Pathogenic Bacteria, Viruses, Parasites -
Harmful Intestinal Organisms
Bacteria are living organisms that are found all around us.
Harmful bacteria can infect any part of the body, and often causes diarrhea when they invade the digestive system.
Bacteria that are harmless somewhere else may be harmful to you, just because your system isn't used to it.
When traveling outside of the country, even ice cubes can cause infection. These infections are known as `travelers diarrhea', and studies show it affects up to 50% of travelers, and can last for months.
Antibiotics are effective in treating all different kinds of bacteria, everything from ear infections and strep throat to urinary tract infections, peptic ulcers, and food poisoning. Unfortunately they work too well. They are so effective at killing bacteria; they even kill the good microorganisms, which then allows the unfriendly strains to take over.
We are, by and large, born with the correct balance of good and bad bacteria. However, everyday events and routines may disrupt the natural balance of microorganisms. Excessive consumption of sugar, yeast, processed foods, red meat, fatty foods, alcohol and even carbonated beverages can change the acid/alkaline balance of the intestines. Disease-causing bacteria can then overwhelm the friendly flora, often discharging highly toxic by-products.

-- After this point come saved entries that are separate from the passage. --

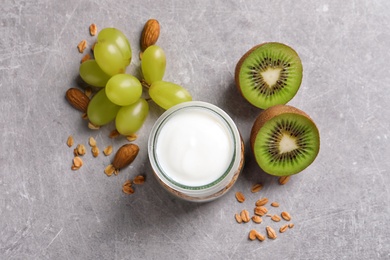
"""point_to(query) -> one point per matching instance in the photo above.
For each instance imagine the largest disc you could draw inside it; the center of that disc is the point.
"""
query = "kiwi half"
(284, 140)
(269, 74)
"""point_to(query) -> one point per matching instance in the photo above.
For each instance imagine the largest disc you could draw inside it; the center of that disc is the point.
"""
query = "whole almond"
(283, 180)
(150, 33)
(257, 219)
(240, 196)
(125, 155)
(77, 99)
(238, 218)
(283, 228)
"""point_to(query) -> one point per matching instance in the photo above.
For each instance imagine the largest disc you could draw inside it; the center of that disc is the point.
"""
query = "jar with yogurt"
(196, 151)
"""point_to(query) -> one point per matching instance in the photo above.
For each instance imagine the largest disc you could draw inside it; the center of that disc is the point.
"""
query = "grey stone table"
(339, 205)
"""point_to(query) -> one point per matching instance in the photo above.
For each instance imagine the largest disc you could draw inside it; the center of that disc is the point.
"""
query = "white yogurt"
(194, 147)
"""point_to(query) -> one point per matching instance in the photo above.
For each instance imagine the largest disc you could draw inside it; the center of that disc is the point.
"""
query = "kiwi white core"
(287, 144)
(271, 75)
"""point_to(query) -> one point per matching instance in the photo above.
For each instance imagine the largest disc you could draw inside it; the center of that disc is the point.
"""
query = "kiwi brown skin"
(239, 67)
(270, 113)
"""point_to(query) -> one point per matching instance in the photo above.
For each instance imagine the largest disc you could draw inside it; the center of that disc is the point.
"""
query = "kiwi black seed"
(269, 74)
(284, 140)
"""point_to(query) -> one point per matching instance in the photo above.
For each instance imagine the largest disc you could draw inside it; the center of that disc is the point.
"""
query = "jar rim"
(220, 114)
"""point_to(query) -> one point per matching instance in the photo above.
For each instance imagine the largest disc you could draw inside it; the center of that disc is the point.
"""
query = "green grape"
(130, 119)
(153, 64)
(167, 94)
(109, 58)
(123, 89)
(92, 74)
(116, 36)
(101, 110)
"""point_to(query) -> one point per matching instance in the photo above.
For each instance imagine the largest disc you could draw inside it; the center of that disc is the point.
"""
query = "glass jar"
(196, 151)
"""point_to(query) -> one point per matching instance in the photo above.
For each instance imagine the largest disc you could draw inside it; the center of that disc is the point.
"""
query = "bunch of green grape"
(120, 97)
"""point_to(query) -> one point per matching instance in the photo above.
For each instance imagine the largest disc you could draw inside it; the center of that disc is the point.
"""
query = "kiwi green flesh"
(276, 60)
(286, 144)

Diarrhea can be caused by a variety of bacteria, viruses and parasites that invade the digestive tract.
Common pathogenic organisms include:
- Escherichia coli O157:H7 (or simply E. coli),
- giardia and
E. coli illness has often been associated with eating undercooked, contaminated ground beef.

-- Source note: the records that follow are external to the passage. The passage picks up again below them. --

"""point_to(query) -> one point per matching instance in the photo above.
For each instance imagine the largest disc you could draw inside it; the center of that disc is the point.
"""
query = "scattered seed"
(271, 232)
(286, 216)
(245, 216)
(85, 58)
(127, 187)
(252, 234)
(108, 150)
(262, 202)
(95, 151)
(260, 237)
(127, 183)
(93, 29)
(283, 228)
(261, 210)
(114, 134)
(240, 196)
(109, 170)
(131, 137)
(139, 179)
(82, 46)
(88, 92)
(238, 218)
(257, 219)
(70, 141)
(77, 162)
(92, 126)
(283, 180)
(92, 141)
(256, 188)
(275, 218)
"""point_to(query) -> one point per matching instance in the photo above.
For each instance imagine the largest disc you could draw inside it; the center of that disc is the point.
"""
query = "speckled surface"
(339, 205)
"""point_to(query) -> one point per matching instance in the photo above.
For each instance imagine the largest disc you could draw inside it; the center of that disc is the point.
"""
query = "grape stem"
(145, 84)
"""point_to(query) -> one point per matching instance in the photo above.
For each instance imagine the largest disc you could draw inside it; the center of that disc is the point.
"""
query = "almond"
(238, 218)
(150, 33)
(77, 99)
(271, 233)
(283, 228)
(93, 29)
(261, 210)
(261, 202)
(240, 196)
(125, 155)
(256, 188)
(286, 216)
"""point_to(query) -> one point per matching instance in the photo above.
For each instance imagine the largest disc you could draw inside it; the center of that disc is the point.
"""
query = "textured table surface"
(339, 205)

Salmonella. may spread by eating raw foods contaminated with animal feces. Contaminated foods usually look and smell normal and are often of animal origin.
Rotavirus is very common in children. It enters the body through ingestion of contaminated food, or contaminated water, such as the type of water found in a public swimming pool.
Giardia lamblia has become recognized as one of the most common waterborne diseases in humans in the US and is not only found in every region of the US but also throughout the world. Giardia is a tiny parasite that lives in humans and animals. The parasite passes in the bowel movement.
Cryptosporidium, often referred to as "crypto," is a tiny parasite that can also live in humans and animal intestines. The parasite is protected by an outer shell that allows it to survive outside the body for long periods of time and makes it very resistant to chlorine disinfection.
New and improved home testing procedures from Great Smokies Lab are able to isolate the offenders and indicate which natural products are effective in eliminating them from the body.
In order to achieve optimal recovery, not only is it necessary to eliminate the offending organisms but also to build up the probiotics beneficial bacteria or probiotics that have been overpowered by the offensive ones.